Vos lunettes connectées peuvent enregistrer des moments intimes sans que vous en mesuriez réellement la portée. Une enquête révèle aujourd’hui comment certaines images capturées par ces appareils circulent déjà dans des circuits d’analyse internes.
Ce que ces lunettes voient dépasse parfois largement ce que leurs utilisateurs imaginent partager. Les révélations d’employés liés au projet Meta AI alimentent désormais un débat grandissant sur la vie privée.

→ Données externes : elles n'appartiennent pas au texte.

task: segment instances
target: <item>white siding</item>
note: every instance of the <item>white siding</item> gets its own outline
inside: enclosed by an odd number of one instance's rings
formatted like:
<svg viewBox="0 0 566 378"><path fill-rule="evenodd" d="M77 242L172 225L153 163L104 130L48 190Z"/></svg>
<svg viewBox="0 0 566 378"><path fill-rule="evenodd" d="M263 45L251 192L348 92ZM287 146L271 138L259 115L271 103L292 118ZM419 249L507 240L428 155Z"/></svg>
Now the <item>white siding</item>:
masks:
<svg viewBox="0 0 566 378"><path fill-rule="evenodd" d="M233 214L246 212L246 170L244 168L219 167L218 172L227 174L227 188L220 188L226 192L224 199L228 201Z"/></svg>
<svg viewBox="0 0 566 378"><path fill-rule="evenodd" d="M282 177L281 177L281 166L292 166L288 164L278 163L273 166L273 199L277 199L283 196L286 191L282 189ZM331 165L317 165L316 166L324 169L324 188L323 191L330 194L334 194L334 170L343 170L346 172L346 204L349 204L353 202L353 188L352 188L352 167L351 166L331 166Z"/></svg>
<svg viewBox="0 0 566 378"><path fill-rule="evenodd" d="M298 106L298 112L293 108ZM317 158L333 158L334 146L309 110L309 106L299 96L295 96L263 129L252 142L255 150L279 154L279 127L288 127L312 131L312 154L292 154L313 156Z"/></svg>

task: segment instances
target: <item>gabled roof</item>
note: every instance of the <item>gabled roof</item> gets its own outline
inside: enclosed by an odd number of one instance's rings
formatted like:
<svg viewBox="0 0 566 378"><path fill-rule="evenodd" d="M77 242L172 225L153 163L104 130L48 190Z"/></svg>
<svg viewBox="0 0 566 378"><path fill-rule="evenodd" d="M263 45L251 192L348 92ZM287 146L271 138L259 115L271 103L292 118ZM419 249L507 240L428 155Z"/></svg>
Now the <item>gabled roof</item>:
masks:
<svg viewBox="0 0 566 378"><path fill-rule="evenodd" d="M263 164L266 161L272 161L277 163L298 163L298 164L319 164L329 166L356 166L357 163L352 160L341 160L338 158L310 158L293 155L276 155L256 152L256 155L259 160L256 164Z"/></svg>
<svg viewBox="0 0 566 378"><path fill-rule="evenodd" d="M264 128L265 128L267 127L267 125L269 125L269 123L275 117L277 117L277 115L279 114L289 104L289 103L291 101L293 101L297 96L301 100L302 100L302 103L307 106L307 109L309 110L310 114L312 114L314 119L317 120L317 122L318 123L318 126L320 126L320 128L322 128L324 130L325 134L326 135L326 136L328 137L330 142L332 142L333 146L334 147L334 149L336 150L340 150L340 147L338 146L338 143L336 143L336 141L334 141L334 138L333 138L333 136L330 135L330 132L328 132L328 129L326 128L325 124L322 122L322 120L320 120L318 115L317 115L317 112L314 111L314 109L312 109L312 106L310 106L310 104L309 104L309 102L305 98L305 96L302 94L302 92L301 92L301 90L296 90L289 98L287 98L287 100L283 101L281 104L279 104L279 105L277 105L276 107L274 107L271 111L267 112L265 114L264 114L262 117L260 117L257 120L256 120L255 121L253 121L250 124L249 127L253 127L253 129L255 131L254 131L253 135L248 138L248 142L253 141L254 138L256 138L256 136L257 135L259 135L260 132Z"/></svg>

Les lunettes connectées de Meta permettent d’enregistrer des photos, des vidéos et d’interagir avec l’IA. Toutefois, une enquête menée par deux journaux suédois révèle une réalité plus troublante concernant certaines images capturées. Des sous-traitants chargés d’analyser ces données affirment avoir eu accès à des contenus très personnels provenant d’utilisateurs.
Les analystes expliquent avoir visionné des scènes du quotidien enregistrées involontairement par les lunettes. Certains contenus montrent par exemple des cartes bancaires, des conversations privées ou des moments intimes. L’un des employés interrogés décrit clairement la situation : « Vous pouvez voir quelqu’un aller aux toilettes ou se déshabiller ».
Des employés racontent des scènes filmées sans intention particulière
Les témoignages recueillis décrivent parfois des situations particulièrement sensibles. Un analyste explique avoir visionné une scène capturée dans une chambre à coucher. « Un homme pose ses lunettes sur la table de chevet et quitte la pièce », raconte-t-il.
La caméra continue pourtant d’enregistrer la scène après son départ. « Peu après, sa femme entre et se change », poursuit l’employé. Ces exemples illustrent comment les lunettes peuvent filmer des moments privés sans que l’utilisateur s’en rende compte.
Les personnes chargées d’analyser ces contenus affirment également ne pas pouvoir contester ces pratiques. « Vous n’êtes pas censés remettre cela en question », explique l’employé. Il ajoute même que poser trop de questions peut entraîner un licenciement immédiat.
Les conditions d’utilisation autorisent l’analyse de certaines données
Lors de la configuration des lunettes connectées, un message informe les utilisateurs du traitement possible des données. Ce texte précise que Meta peut examiner les interactions avec son IA, y compris certaines images ou conversations. Toutefois, cette information apparaît souvent dans des conditions d’utilisation longues et rarement lues.
Pour activer les fonctions basées sur l’IA, les utilisateurs doivent accepter ce partage de données. Sans cette autorisation, certaines fonctionnalités deviennent tout simplement indisponibles. Beaucoup d’utilisateurs acceptent donc ces règles afin d’utiliser pleinement leurs lunettes.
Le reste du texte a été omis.